Ruang Tunggu Wajib Pajak Dinilai Masih Kurang Nyaman
Politisi Golkar yang karib disapa Paman Yani itu menyebut masyarakat yang datang membayar pajak seharusnya mendapat kenyamanan, termasuk ruang tunggu yang memadai. Ia juga menyoroti agar warga tidak lagi berdesakan atau terpapar cuaca panas saat mengantre.
"Masyarakat yang hendak menunaikan kewajiban membayar pajak patut mendapatkan pelayanan yang optimal," ujarnya di sela-sela peninjauan.
Oleh karena itu, ia mendorong Pemerintah Provinsi Kalsel dan pemerintah daerah setempat untuk mengembangkan gedung serta memenuhi sarana operasional.

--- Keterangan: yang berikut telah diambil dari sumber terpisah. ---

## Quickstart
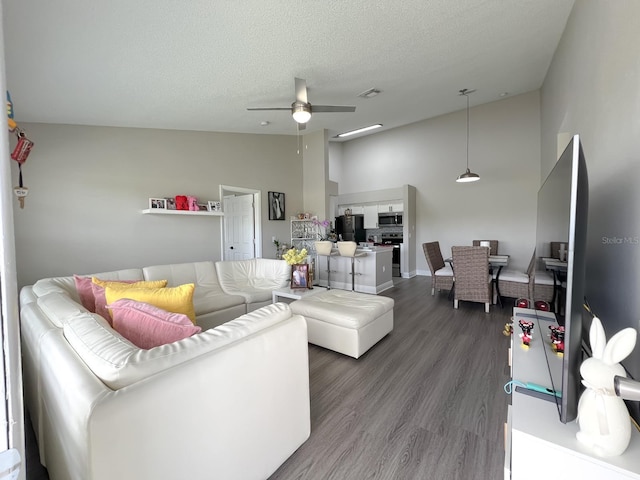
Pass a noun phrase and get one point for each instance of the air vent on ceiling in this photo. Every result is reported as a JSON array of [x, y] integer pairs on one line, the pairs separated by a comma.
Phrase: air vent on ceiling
[[372, 92]]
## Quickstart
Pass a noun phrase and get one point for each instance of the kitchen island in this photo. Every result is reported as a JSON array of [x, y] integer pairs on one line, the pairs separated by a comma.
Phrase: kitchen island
[[372, 268]]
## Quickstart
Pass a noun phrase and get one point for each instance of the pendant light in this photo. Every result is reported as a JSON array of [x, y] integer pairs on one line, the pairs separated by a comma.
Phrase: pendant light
[[467, 176]]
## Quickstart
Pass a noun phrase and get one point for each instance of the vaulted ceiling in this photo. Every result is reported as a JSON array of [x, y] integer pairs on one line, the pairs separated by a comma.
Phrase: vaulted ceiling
[[198, 65]]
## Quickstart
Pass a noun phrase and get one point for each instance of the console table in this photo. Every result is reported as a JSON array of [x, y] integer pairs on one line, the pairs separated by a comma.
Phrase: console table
[[537, 444]]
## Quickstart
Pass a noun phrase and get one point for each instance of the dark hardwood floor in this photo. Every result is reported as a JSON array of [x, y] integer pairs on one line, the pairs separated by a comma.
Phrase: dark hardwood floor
[[426, 402]]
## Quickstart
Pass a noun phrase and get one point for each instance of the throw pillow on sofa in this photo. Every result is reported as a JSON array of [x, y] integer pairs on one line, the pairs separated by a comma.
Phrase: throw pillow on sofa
[[173, 299], [98, 287], [148, 326], [83, 287]]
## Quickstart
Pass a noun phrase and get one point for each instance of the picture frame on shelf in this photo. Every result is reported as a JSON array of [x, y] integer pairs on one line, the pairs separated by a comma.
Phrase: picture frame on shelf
[[158, 203], [300, 276], [171, 203], [276, 206]]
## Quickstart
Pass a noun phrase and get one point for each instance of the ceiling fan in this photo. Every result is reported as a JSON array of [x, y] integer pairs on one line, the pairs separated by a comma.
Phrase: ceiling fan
[[301, 109]]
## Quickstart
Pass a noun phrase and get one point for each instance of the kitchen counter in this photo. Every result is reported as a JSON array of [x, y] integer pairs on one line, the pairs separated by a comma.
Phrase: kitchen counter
[[373, 269]]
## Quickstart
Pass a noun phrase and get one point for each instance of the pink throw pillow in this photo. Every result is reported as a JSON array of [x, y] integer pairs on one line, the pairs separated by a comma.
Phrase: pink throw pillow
[[147, 326], [85, 292]]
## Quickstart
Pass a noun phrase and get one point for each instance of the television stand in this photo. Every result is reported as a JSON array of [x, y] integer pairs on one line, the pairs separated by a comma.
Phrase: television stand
[[537, 444]]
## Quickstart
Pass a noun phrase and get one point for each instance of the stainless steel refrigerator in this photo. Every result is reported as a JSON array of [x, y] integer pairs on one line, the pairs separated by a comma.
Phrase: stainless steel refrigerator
[[351, 228]]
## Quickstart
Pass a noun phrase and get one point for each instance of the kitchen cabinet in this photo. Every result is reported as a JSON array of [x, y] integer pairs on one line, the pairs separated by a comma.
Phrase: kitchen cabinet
[[370, 216], [390, 207], [355, 209]]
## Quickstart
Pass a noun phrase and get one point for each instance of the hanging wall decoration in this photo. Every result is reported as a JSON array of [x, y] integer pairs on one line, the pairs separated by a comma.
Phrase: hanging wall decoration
[[20, 152]]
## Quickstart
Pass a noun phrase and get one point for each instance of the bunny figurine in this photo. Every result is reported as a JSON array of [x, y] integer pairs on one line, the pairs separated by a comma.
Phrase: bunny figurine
[[605, 426]]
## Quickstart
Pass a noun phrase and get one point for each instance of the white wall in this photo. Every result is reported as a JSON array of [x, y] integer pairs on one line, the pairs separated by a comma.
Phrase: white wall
[[88, 186], [504, 149], [592, 89]]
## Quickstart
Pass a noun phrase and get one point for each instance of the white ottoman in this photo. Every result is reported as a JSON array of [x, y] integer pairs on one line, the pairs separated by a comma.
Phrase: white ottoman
[[345, 322]]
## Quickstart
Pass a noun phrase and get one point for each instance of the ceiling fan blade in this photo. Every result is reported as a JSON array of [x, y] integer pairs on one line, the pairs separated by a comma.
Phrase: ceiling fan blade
[[332, 108], [301, 90], [270, 108]]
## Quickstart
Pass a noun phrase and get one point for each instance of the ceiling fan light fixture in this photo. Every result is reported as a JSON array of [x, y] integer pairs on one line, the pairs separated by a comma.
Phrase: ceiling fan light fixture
[[301, 112]]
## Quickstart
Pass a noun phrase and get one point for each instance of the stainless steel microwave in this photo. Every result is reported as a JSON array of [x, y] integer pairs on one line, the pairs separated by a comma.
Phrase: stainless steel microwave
[[389, 219]]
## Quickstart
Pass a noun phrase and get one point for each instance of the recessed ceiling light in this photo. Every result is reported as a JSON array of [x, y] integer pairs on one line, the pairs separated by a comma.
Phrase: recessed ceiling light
[[360, 130], [372, 92]]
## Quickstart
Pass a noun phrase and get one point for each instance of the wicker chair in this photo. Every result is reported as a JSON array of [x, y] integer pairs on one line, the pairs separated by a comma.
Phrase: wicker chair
[[493, 244], [555, 248], [441, 274], [471, 270], [515, 284]]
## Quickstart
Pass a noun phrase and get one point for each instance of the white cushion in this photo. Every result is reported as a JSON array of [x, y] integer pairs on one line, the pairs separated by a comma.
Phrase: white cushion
[[59, 308], [208, 295], [343, 308], [118, 363], [445, 271], [253, 279]]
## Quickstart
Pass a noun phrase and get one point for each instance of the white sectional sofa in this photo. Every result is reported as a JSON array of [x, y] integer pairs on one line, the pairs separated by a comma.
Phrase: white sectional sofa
[[231, 402]]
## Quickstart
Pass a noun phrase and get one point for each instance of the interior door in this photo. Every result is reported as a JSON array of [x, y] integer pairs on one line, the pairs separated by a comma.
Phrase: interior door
[[239, 230]]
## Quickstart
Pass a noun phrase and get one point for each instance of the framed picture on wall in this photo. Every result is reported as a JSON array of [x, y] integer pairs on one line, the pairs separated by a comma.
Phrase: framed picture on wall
[[214, 206], [157, 204], [300, 275], [276, 206]]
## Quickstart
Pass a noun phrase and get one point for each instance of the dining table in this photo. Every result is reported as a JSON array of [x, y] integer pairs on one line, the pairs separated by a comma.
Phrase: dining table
[[496, 263], [557, 267]]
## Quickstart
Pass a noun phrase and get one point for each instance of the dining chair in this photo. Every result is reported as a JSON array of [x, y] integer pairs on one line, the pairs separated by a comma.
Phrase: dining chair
[[348, 249], [441, 274], [493, 245], [471, 270], [516, 284], [555, 249]]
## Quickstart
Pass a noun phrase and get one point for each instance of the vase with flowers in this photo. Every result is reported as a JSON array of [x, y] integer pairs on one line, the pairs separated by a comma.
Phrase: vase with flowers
[[293, 256]]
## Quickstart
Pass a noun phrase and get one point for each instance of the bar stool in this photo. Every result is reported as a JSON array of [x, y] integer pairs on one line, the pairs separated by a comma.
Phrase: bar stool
[[324, 249], [348, 249]]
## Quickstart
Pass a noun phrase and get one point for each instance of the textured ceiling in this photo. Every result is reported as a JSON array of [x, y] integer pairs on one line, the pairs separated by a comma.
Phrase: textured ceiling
[[198, 65]]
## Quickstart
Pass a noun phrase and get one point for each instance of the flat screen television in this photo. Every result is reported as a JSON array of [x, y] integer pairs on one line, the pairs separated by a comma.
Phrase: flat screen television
[[563, 202]]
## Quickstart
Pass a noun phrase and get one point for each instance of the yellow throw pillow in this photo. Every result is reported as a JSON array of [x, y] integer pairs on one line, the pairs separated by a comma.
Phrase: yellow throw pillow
[[98, 286], [173, 299]]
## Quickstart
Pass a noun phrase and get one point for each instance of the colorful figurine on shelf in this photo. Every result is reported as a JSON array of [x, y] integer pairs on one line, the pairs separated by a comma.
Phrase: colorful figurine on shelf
[[557, 339], [542, 306], [508, 328], [527, 333]]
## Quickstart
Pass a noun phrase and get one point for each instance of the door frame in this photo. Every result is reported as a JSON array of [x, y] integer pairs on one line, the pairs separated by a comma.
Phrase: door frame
[[257, 215]]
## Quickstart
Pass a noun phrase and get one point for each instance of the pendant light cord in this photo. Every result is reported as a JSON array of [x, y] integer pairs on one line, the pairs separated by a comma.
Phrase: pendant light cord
[[467, 95]]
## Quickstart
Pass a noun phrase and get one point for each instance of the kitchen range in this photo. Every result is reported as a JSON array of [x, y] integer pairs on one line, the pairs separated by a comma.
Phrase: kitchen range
[[396, 240]]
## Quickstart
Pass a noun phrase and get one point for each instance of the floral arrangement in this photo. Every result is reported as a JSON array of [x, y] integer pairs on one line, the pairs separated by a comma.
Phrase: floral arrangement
[[295, 256], [322, 226]]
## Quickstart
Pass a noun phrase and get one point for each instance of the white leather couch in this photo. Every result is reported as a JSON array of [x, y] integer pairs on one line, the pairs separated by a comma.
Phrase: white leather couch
[[231, 402]]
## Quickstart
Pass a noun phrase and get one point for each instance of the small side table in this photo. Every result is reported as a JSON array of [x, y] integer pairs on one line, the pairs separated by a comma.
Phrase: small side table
[[294, 293]]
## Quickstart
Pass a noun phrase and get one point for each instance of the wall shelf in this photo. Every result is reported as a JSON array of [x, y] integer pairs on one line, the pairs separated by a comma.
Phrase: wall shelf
[[159, 211]]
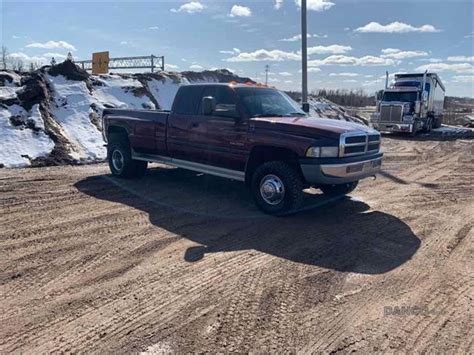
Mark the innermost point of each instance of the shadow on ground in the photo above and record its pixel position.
(340, 234)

Usulan ini mencakup penyediaan armada pendukung layanan jemput bola, seperti mobil operasional khusus hingga moda transportasi air (kelotok).
Mengapa Armada Kelotok Jadi Prioritas?
Karakteristik wilayah Handil Bakti dan sekitarnya yang memiliki kawasan perairan menjadi alasan utama kebutuhan transportasi air tersebut. Tanpa armada yang memadai, jangkauan layanan pajak ke permukiman di sepanjang aliran sungai akan tetap terbatas.
Sekretaris Komisi II DPRD Kalsel, H Jahrian, menambahkan bahwa langkah jemput bola ini sangat strategis. Menurutnya, pendekatan langsung ke masyarakat tidak hanya meningkatkan kesadaran membayar pajak, tetapi juga berpotensi mengerek Pendapatan Asli Daerah (PAD) dari sektor pajak kendaraan bermotor di Kalimantan Selatan.
Target: Optimalkan PAD dari Sektor Pajak Kendaraan
Jemput bola dinilai efektif menjaring wajib pajak yang selama ini enggan datang ke kantor Samsat karena kendala jarak dan waktu. Dengan layanan yang menjangkau hingga ke pelosok, diharapkan potensi penerimaan daerah dari pajak kendaraan dapat teroptimalkan secara signifikan.
Komisi II DPRD Kalsel berharap usulan penataan sarana dan prasarana ini segera mendapat respons dari Pemprov Kalsel. Perbaikan fasilitas dan penambahan armada dinilai krusial untuk mendukung kelancaran tugas pelayanan publik di Samsat Pembantu Handil Bakti ke depan.